Here, the blessedness belongs to those who, regardless of their outward circumstances, recognize in their inner life that they have nothing of their own. They understand they must receive before they can give and must be dependent on another’s generosity. They are, so to speak, the humble petitioners of the great King. To this disposition belongs the “kingdom of heaven”—the eternal realities of that society, in this life and the next, of which Christ is the Head.
Things are sometimes best understood by their opposites. We can point to the description of the church of Laodicea as an example of the opposite character: thinking itself “rich” in the spiritual life when it is truly “the pauper,” destitute of the true riches, blind, and naked.
"Blessed are they that mourn: for they shall be comforted." — Matthew 5:4 (ASV)
Those who mourn — The verb is commonly coupled with weeping (Mark 16:10; Luke 6:25; James 4:9; Revelation 18:15–19). Here, as before, there is an implied, though not an expressed, limitation. The mourning is not the sorrow of the world that worketh death (2 Corinthians 7:10) for failure, suffering, and the consequences of sin, but the sorrow that flows out in tears that cleanse—the mourning over sin itself and the stain it has left upon the soul.
They will be comforted — The pronoun is emphatic. The promise implies the special comfort (including counsel) that the mourner needs; he will be “comforted” with the sense of pardon and peace, of restored purity and freedom. We cannot separate the promise from the word that Christendom has chosen (we need not now discuss its accuracy) to express the work of the Holy Spirit the Comforter, still less from the yearning expectation that then prevailed among those of our Lord’s hearers who were looking for the “consolation”—that is, the comfort—of Israel (Luke 2:25).
"Blessed are the meek: for they shall inherit the earth." — Matthew 5:5 (ASV)

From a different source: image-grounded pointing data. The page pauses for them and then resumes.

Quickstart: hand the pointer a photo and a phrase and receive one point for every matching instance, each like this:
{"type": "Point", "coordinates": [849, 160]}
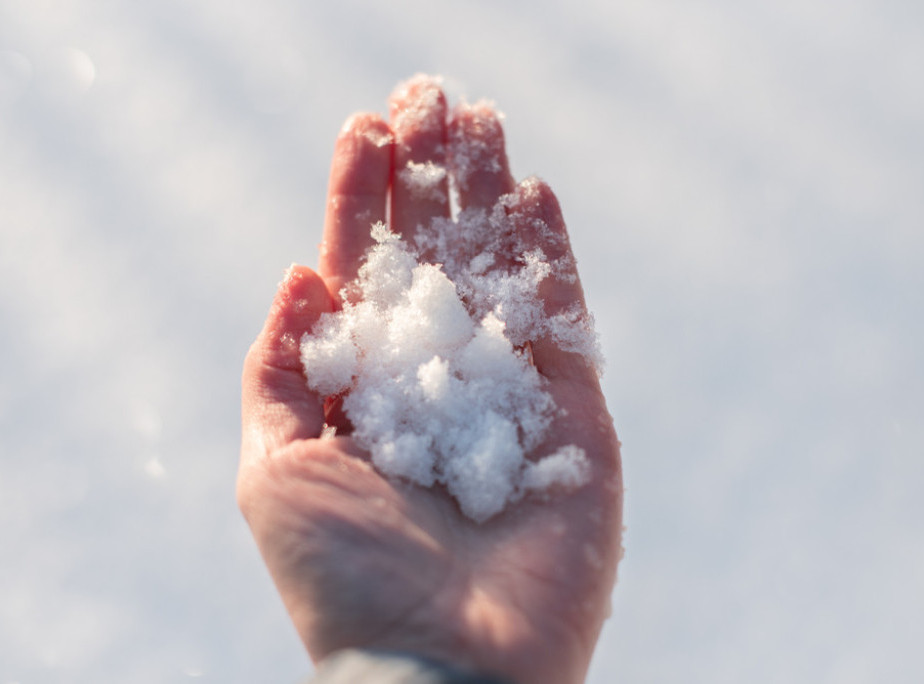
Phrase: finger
{"type": "Point", "coordinates": [356, 198]}
{"type": "Point", "coordinates": [420, 189]}
{"type": "Point", "coordinates": [567, 349]}
{"type": "Point", "coordinates": [277, 406]}
{"type": "Point", "coordinates": [477, 157]}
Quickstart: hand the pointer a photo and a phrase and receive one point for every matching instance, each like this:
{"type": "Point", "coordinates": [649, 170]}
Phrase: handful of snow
{"type": "Point", "coordinates": [425, 354]}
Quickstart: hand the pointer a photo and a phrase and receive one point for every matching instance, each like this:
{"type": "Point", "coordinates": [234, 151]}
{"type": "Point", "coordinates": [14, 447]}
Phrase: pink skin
{"type": "Point", "coordinates": [364, 561]}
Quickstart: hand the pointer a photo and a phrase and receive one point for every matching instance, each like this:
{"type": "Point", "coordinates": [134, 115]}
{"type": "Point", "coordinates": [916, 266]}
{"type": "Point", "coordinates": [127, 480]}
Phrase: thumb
{"type": "Point", "coordinates": [277, 407]}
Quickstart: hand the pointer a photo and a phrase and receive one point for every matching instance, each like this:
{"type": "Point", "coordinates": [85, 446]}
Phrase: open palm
{"type": "Point", "coordinates": [365, 561]}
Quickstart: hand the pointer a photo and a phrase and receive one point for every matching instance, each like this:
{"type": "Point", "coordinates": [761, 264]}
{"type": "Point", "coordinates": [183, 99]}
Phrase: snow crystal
{"type": "Point", "coordinates": [424, 180]}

The meek — The word translated this way was probably used by Matthew in its popular meaning, without any reference to the definition that ethical writers had given it. However, it is worthwhile to recall Aristotle’s account of it (Eth. Nicom. verse 5), where he defines it as the character of one who has the passion of resentment under control and is therefore tranquil and untroubled. This understanding helps explain both the popular use of the word and the meaning of this beatitude.
They shall inherit the earth — The words may be partly allusive to the “kingdom of the saints of the Most High” in the prophecy of Daniel (Daniel 7:27), which did so much to shape the Messianic expectations of the time. They have, however, a wider and continuous fulfillment. In the long run, the influence of the meek and self-controlled is greater than that of the impulsive and passionate. Their serenity helps them find the maximum of true joy in all conditions of life, for to them the earth is not a stage for self-assertion and the graspings of desire, but an inheritance they have received from their Father.
Many of the best manuscripts invert the order of Matthew 5:4-5, and this arrangement, in any case, has the merit of bringing out the latent antithesis between the kingdom of heaven in its unseen greatness and the visible inheritance of the earth.
"Blessed are they that hunger and thirst after righteousness: for they shall be filled." — Matthew 5:6 (ASV)
Those who hunger and thirst—In this, we seem to hear the lesson our Lord learned from His recent experience in the wilderness. The craving of bodily hunger has become a parable of that higher yearning for righteousness, a thirsting for God, like a deer desires the water brooks. This yearning is certain, in the end, to reach its full fruition.
Desires for earthly goods are frustrated or end in satiety and weariness. To this spiritual hunger alone belongs the promise that those who hunger and thirst in this way will surely be filled. The same thoughts meet us again in the Gospel of John, which in many respects is so different from that of St. Matthew (John 4:32).